Изменить размер шрифта - +
Достала второй стакан – и тут Масик, опередив меня, королевским жестом его наполнил и торжественно произнес:

– Видишь, я и стакан воды подать могу!

На этом трудовые подвиги кандидата в мои супруги и закончились. Робкие намеки на плохо повешенный шкафчик в кухне и протекающий кран в ванной успеха не имели. Впрямую же своего разлюбезного я ни о чем и не просила: во-первых, за последнее время привыкла справляться самостоятельно, а во-вторых, боялась, что меня это обяжет к чему-нибудь более серьезному, чем беседы.

В общем, мои гости удалились, оставив меня совершенно измученной – и морально, и физически. Володин телефон был глухо занят. Павлу удалось узнать только то, что теоретически в горевшем здании Морфлота вечером никого не было, а те, кто обязан был там находиться, от пожара не пострадали. Но горели два верхних этажа, огонь еще далеко не потушен, и со всей уверенностью сказать невозможно. А вдруг?

– Ни с того ни с сего пожаров не бывает, – задумчиво проговорил Павел, закончив свои телефонные переговоры. – Либо небрежность, либо – поджог. Если небрежность – то кто-то в ней виноват. Если поджог – нужно искать, кому это выгодно. Завтра я вам, Наташа, сообщу, касается это дело вашего приятеля или нет. То есть…

– То есть пострадала его жена или нет, а если да – то до какой степени.

– Совершенно верно.

Тревога о Марине и мысли о капсуле в диване гарантировали мне бессонную ночь. Поэтому я нарушила собственные принципы и проглотила таблетку снотворного. Заснула – как провалилась. И увидела этот сон… А проснувшись, обнаружила, что и без того кое-как слепленная из кусочков жизнь превратилась в не слишком изящную груду обломков. Незыблемым оставалось одно: работа. Издателей, заказавших мне перевод остросюжетного детектива, совершенно не волновали мои проблемы. А я, составляя график изготовления очередного шедевра, разумеется, не учитывала всевозможные осложнения в виде пожаров, радиоактивного излучения и так далее, и тому подобное.

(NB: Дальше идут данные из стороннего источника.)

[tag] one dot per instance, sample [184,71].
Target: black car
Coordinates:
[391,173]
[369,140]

Да, у всех свои странности, у каждого барона – своя фантазия. В жизни как таковой я безалаберна до невероятности, могу забыть поесть или погладить кофточку. Но всегда, сколько себя помню, составляла расписание: сначала образцово-показательные «Режимы дня», где отмечала все, что нужно было сделать, в том числе утреннюю гимнастику и чистку зубов, ну и, конечно же, школьные занятия и приготовление уроков. Главное удовольствие при этом мне доставляло вычеркивание выполненных пунктов, а уж просто острое наслаждение – перевыполнение программы.

Потом в расписание вносились лекции в институте и подготовка к экзаменам. Потом уже – только работа: сколько страниц нужно перепечатать, сколько – перевести. Когда сын был маленьким, подрабатывала машинисткой, потому что в моем институте, в отделе научно-технической информации, платили негусто. Тогда-то Володька – спасибо ему большое! – и пристроил меня «халтурить» в издательство. И вот когда выяснилось, что все развалилось, что институт наш и сам по себе мало кому нужен, а уж тот отдел, где я трудилась, – тем более, издательство стало частным, быстро набрало обороты и стало уже открыто издавать многочисленные переводные детективы и любовные романы. Меня задействовали именно на детективах: с разными там «амур-тужур-бонжур» у меня наблюдалась явная напряженка, а описания погонь, перестрелок и прочих мочиловок удавались мне без проблем и достаточно лихо, даже когда я лишилась помощи Валерия.

Интересно все-таки, откуда капсула в диване? И что же теперь будет со мной? Ведь я находилась так близко от источника радиации и так долго. Правда, ни разу не прилегла и даже не присела, кажется, ни разу. Но тем не менее. А какая, собственно, разница! Все там будем, а приговоренный к повешению не утонет.